Milo: Maybe she [the teacher] thinks it’s a costume.
Carmen: I think it’s like a fairy costume and he wants to wear it.
When Jacob asks his mom if he can wear a dress to school, we asked the Beavers to share what they thought his mom’s answer should be.
Cate: Of course you can
Ezra: You can wear dresses if you want to.
Ruby: I think Christopher really wants Jacob to be a boy because he always wear the girl clothes.
Steelo: Maybe Christopher thinks that girls are the only ones who can wear dresses and that boys are the only ones can wear pants and shorts.
Téa: What? That is so not true.
What would you say to Christopher to stand up for Jacob?
Harry: Boys can wear anything they want to!
Téa: You’re being naughtier and not a nice person, it’s really not what friends should do.
Steelo: I would say, Stop being mean!
Elfie:[I would say] I didn’t do anything to you, why are you laughing at my friend?
Charlie: I think Jacob probably felt powerful when he said he was in his dress. I bet he felt powerful because boys can wear shorts, t-shirts, or dresses. Whatever they want.
On Thursday, we read “Horace and Morris But Mostly Dolores” by James Howe, illustrated by Amy Walrod. Throughout the book the children identified the stereotypes that were inhibiting Dolores and her friends. In this story, Horace and Morris but mostly Dolores love adventure. They love to play pirates and explorers. One day Horace and Morris are told that “A boy mouse must do what a boy mouse must do” and are asked to go play at a club where only boys are allowed. Likewise, Dolores is told “a girl mouse must do what a girl mouse must do.” Dolores finds herself sad, depressed and bored when being forced to join the “Cheese Puffs Girls Only” club where she is told she can only do things like have tea parties and play princesses. As we read, the children recognized the inherent stereotypes that were limiting Dolores. Here are some sound bytes from our conversation:
How do we believe Dolores felt when she saw her friends Horace and Morris go play in the ‘boys only’ club house?

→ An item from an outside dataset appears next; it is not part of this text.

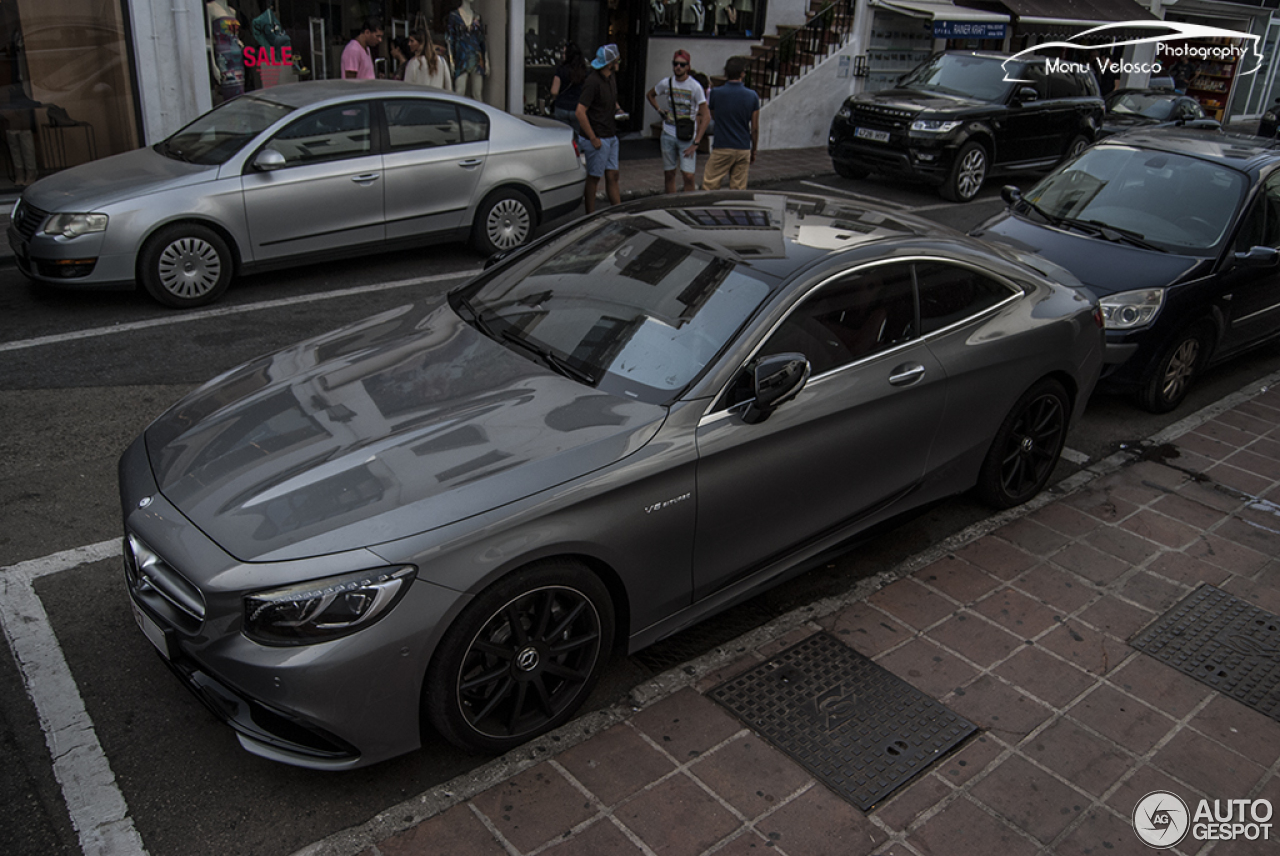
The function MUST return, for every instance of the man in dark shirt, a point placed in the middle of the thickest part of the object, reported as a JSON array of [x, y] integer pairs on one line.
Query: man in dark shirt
[[597, 109], [736, 111]]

Elfie: If we were in that book and we wanted to go in there and it said “no girls allowed” then we will be really sad.
Ezra: That would make me feel sad.
Lucia: [She felt sad] because she didn’t have someone with her. She didn’t have her friends.
Vivian: Because she wants to see her friends but they are in a boy’s club house.
We introduced the word “ally” as a person who stands up for others and fights for equity or “fairness.” What would an ally do to help Dolores?
Téa: [An ally would] change the sign!
Charlie: It could say “Girls AND Boys allowed”
Milo: Maybe they could break off that sign and put it in the garbage?
How do we believe Dolores was feeling when she was in the ‘girls only’ club house?
Ruby: And also I saw that all that girls were wearing was dresses. Boys don’t have to like black and blue…I like black and blue.
Cate: Sad… It’s like they are forcing her to do these things…
Emerson: She can make her own choices.
When the mice decide to make their own club that rejects stereotypes and includes all types of mice, we asked: Who do we believe will be allowed into Horace, Morris, Dolores and Cloris’ club house?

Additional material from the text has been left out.